Mit dem grossen Umzug am Sonntagnachmittag endete das närrische Wochenende in Laufenburg. 43 kunterbunte, schräge, gruselige und lärmige Gruppen von beiden Seiten des Rheins brachten die Altstadt zum Strahlen und Beben. Wobei der eisige Wind, der durch die Gassen und über die Brücke pfiff, nicht gerade unter die Rubrik «Gemütlich» fiel.

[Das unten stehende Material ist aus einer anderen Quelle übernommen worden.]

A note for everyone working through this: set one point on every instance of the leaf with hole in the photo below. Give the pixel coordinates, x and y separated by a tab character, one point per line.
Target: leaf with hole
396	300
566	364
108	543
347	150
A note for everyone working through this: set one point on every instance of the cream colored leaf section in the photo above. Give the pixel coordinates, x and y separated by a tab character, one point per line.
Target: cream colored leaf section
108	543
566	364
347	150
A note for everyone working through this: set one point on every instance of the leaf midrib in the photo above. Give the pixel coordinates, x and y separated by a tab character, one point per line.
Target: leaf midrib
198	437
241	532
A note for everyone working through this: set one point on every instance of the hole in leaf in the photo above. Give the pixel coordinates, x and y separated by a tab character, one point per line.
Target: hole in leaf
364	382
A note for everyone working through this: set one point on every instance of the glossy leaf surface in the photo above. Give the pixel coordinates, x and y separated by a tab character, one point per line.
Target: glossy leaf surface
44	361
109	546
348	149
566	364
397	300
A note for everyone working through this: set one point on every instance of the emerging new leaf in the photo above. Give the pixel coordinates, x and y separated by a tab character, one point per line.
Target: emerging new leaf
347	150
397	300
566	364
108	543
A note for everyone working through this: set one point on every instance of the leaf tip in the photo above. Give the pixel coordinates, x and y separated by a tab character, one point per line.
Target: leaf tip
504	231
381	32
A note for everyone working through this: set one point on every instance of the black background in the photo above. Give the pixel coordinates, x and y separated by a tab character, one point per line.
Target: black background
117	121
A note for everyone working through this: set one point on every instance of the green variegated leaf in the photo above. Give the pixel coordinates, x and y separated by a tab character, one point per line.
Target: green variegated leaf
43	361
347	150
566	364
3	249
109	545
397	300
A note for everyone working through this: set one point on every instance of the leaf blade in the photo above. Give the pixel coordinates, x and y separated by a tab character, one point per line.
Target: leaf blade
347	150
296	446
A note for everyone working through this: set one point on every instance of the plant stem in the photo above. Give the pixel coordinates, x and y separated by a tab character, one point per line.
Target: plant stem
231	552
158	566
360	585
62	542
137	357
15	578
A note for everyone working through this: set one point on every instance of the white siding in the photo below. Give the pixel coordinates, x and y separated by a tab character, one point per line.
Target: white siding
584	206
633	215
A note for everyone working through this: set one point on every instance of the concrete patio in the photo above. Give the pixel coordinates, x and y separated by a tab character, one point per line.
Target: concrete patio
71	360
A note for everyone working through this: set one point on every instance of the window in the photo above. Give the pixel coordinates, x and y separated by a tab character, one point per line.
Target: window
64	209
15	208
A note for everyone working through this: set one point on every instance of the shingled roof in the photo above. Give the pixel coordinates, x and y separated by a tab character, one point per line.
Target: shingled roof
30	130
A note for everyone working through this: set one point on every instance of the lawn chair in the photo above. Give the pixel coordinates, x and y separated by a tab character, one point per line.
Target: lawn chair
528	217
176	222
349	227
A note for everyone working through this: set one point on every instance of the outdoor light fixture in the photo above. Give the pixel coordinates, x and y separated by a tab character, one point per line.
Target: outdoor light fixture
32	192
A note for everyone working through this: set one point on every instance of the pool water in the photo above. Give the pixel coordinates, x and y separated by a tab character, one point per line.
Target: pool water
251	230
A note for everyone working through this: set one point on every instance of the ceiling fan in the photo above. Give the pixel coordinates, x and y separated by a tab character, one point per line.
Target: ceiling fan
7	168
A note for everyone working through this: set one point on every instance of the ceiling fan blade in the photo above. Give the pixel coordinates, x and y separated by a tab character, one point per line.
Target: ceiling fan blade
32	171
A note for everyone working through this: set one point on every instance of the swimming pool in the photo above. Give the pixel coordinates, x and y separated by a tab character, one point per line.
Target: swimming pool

Kalte Füsse und Hände, rote Nasen und Ohren waren noch das Wenigste, was einem widerfahren konnte. Aber zum Glück gab es die Guggenmusiken, wie die Laufenburger Barocker oder die Schlossbärghüüler. Die Zuschauer sollen mit deren Rhythmen gehen, lautete der Tipp der beiden Moderatorinnen Monika Spring und Anita Schraner: «Klatschen Sie, gumpen Sie, es git warmi Füess». Tatsächlich: Das Klatschen und Hüpfen half, wenn auch nur kurz. Doch schon bald war die nächste Guggenmusik, die «Duumesugger» aus Mellingen an der Reihe, die sich mit dem Motto «Einmal blau, immer blau» Gehör verschaffte.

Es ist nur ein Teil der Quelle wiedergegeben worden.